A vinculação insegura esboça, no adulto, uma base tendencial para o isolamento afetivo, cuja abordagem ante a vida será tanto mais tarefeira quanto maior foi a indisponibilidade das figuras cuidadoras suficientemente seguras. Daí a importância de conhecer essa teoria diante do luto.
O luto é, por si, um vulnerabilizador dos afetos e habilidades vinculares; o que nele se mobiliza pode levar o indivíduo a uma maior ou menor recuperação e adaptação. Portanto, isso será definido por seus registros de infância, porém essencialmente pelo que o ambiente diante da adversidade vier a lhe oferecer.
Adultos de vinculação insegura desenvolvem mecanismos de proteção a partir da retração emocional, tornando-se também mais vulneráveis diante das adversidades, pois têm difícil acesso para administrar sensações e sentimentos, uma vez que o elemento central da vida psíquica e neurológica: o afeto ou a inteligência emocional, encontra-se comprometido.

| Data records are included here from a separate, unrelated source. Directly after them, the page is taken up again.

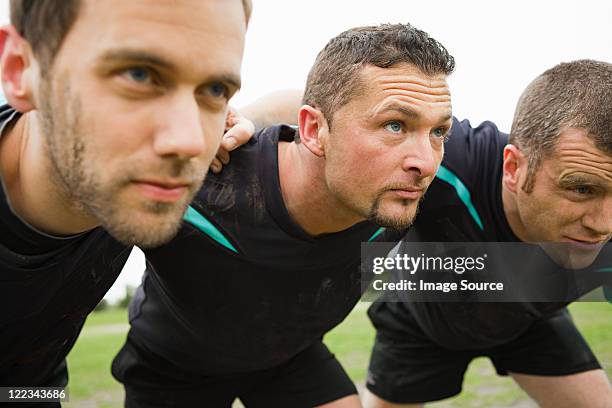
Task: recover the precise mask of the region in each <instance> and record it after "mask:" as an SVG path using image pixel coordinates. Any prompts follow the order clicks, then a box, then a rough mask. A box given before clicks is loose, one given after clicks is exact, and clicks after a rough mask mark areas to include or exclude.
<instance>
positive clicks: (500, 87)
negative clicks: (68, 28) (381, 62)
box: [0, 0, 612, 299]
mask: <svg viewBox="0 0 612 408" xmlns="http://www.w3.org/2000/svg"><path fill="white" fill-rule="evenodd" d="M58 1H60V0H58ZM253 6H254V9H253V16H252V19H251V22H250V25H249V30H248V33H247V44H246V49H245V56H244V61H243V67H242V82H243V87H242V90H241V91H240V92H239V93H238V95H236V97H234V99H233V101H232V104H233V105H234V106H236V107H238V108H239V107H241V106H244V105H246V104H248V103H250V102H252V101H254V100H255V99H256V98H258V97H260V96H262V95H265V94H266V93H269V92H272V91H275V90H279V89H287V88H298V89H303V87H304V83H305V80H306V76H307V74H308V71H309V69H310V67H311V65H312V63H313V61H314V59H315V57H316V55H317V53H318V52H319V50H320V49H322V48H323V47H324V46H325V44H326V43H327V41H329V39H331V38H332V37H334V36H336V35H337V34H339V33H341V32H342V31H344V30H346V29H349V28H351V27H356V26H363V25H376V24H381V23H400V22H401V23H410V24H412V25H414V26H415V27H417V28H419V29H421V30H424V31H426V32H428V33H429V34H430V35H431V36H432V37H433V38H435V39H436V40H438V41H439V42H441V43H442V44H443V45H444V46H445V47H446V48H447V49H448V50H449V52H450V53H451V55H453V56H454V57H455V61H456V70H455V73H454V74H453V75H452V76H451V77H450V78H449V84H450V88H451V94H452V100H453V113H454V114H455V116H457V117H458V118H460V119H470V121H471V122H472V124H473V125H474V124H478V123H480V122H482V121H484V120H491V121H493V122H495V123H496V124H497V125H498V127H499V128H500V129H501V130H502V131H506V132H508V131H509V130H510V125H511V123H512V115H513V111H514V107H515V104H516V101H517V100H518V97H519V96H520V94H521V92H522V90H523V89H524V88H525V87H526V86H527V85H528V84H529V82H530V81H531V80H532V79H534V78H535V77H536V76H537V75H539V74H540V73H542V72H543V71H545V70H546V69H548V68H551V67H553V66H554V65H556V64H558V63H559V62H563V61H572V60H576V59H582V58H590V59H597V60H603V61H607V62H612V1H609V0H581V1H567V0H560V1H551V0H530V1H526V0H516V1H513V2H509V1H504V2H501V1H490V0H489V1H452V0H437V1H436V0H429V1H413V0H375V1H365V0H307V1H304V0H301V1H295V0H284V1H281V0H253ZM0 7H1V8H0V22H1V23H3V24H4V23H6V22H8V1H7V0H3V4H2V5H1V6H0ZM143 264H144V263H143V259H142V254H141V253H139V254H138V255H136V256H135V257H133V258H132V259H131V260H130V262H129V263H128V265H127V266H126V269H125V271H124V273H123V274H122V276H121V277H120V279H119V280H118V282H117V284H116V285H115V286H114V287H113V289H111V292H109V296H110V297H111V298H112V299H116V298H117V297H119V296H121V294H122V293H123V290H124V289H123V288H124V287H125V285H126V283H130V284H138V282H139V280H140V274H141V271H142V269H143Z"/></svg>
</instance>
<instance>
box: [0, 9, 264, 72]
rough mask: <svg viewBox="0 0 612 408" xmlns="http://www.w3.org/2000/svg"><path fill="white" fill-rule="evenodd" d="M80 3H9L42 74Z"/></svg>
mask: <svg viewBox="0 0 612 408" xmlns="http://www.w3.org/2000/svg"><path fill="white" fill-rule="evenodd" d="M242 6H243V8H244V15H245V21H246V23H247V24H248V22H249V19H250V18H251V11H252V3H251V0H242ZM80 7H81V0H11V2H10V8H11V24H13V25H14V26H15V28H16V29H17V32H19V34H20V35H21V36H22V37H23V38H25V39H26V40H27V41H28V42H29V43H30V46H31V47H32V51H33V52H34V55H35V56H36V58H38V59H39V62H40V64H41V68H42V69H43V72H46V70H47V69H48V68H49V67H50V66H51V64H52V63H53V60H54V58H55V55H56V54H57V52H58V50H59V48H60V46H61V45H62V42H63V41H64V38H65V37H66V34H67V33H68V31H69V30H70V28H71V27H72V25H73V24H74V22H75V20H76V18H77V16H78V14H79V9H80Z"/></svg>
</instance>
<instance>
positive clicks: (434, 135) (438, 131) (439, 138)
mask: <svg viewBox="0 0 612 408" xmlns="http://www.w3.org/2000/svg"><path fill="white" fill-rule="evenodd" d="M433 135H434V136H435V137H436V138H438V139H441V138H443V137H445V136H446V129H444V128H437V129H436V130H434V131H433Z"/></svg>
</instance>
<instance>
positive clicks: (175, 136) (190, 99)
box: [153, 94, 206, 159]
mask: <svg viewBox="0 0 612 408" xmlns="http://www.w3.org/2000/svg"><path fill="white" fill-rule="evenodd" d="M153 148H154V150H155V152H156V153H157V154H158V155H159V156H176V157H178V158H181V159H191V158H193V157H197V156H200V155H201V154H202V153H203V152H204V151H205V150H206V138H205V134H204V127H203V123H202V113H201V110H200V107H199V105H198V103H197V101H196V100H195V98H194V96H193V94H188V95H182V96H178V97H176V98H173V99H172V103H171V105H166V106H164V111H163V112H159V116H158V126H157V130H156V134H155V141H154V146H153Z"/></svg>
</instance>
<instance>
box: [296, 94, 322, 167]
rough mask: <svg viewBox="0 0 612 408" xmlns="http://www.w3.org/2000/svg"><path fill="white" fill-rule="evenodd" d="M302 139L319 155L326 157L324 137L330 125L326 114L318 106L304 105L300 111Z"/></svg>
mask: <svg viewBox="0 0 612 408" xmlns="http://www.w3.org/2000/svg"><path fill="white" fill-rule="evenodd" d="M298 125H299V129H300V140H301V142H302V143H303V144H304V146H306V148H308V150H310V152H311V153H312V154H314V155H315V156H317V157H325V147H324V143H323V142H324V139H325V137H327V133H328V127H327V120H326V119H325V115H323V112H321V111H320V110H319V109H317V108H313V107H312V106H310V105H304V106H302V107H301V108H300V111H299V112H298Z"/></svg>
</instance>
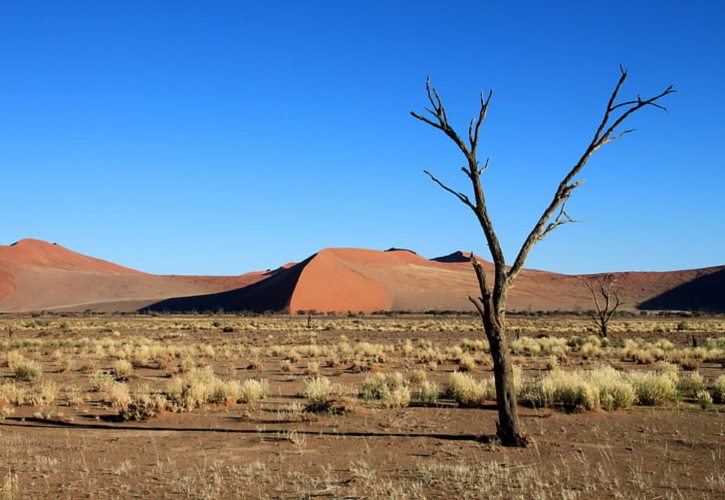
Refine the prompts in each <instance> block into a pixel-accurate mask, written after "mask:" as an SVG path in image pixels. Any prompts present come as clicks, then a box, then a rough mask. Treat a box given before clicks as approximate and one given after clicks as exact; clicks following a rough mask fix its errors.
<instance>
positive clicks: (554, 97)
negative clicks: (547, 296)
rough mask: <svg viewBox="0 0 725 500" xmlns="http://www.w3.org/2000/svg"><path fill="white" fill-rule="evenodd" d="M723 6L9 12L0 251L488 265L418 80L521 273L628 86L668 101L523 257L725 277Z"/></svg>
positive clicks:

Essa limitação afeta, em alguma medida, também todas as dimensões do seu ser, incluindo sua dimensão espiritual, sendo que suas construções acerca de, por exemplo, a imagem de Deus, poderão ficar comprometidas pela experiência com seus cuidadores, ou com quem aprendeu, gerando dificuldades no acesso a uma fé autêntica, madura e saudável como recurso de enfrentamento do luto, agregando aos períodos de elaboração e questionamentos, mobilizações ainda maiores.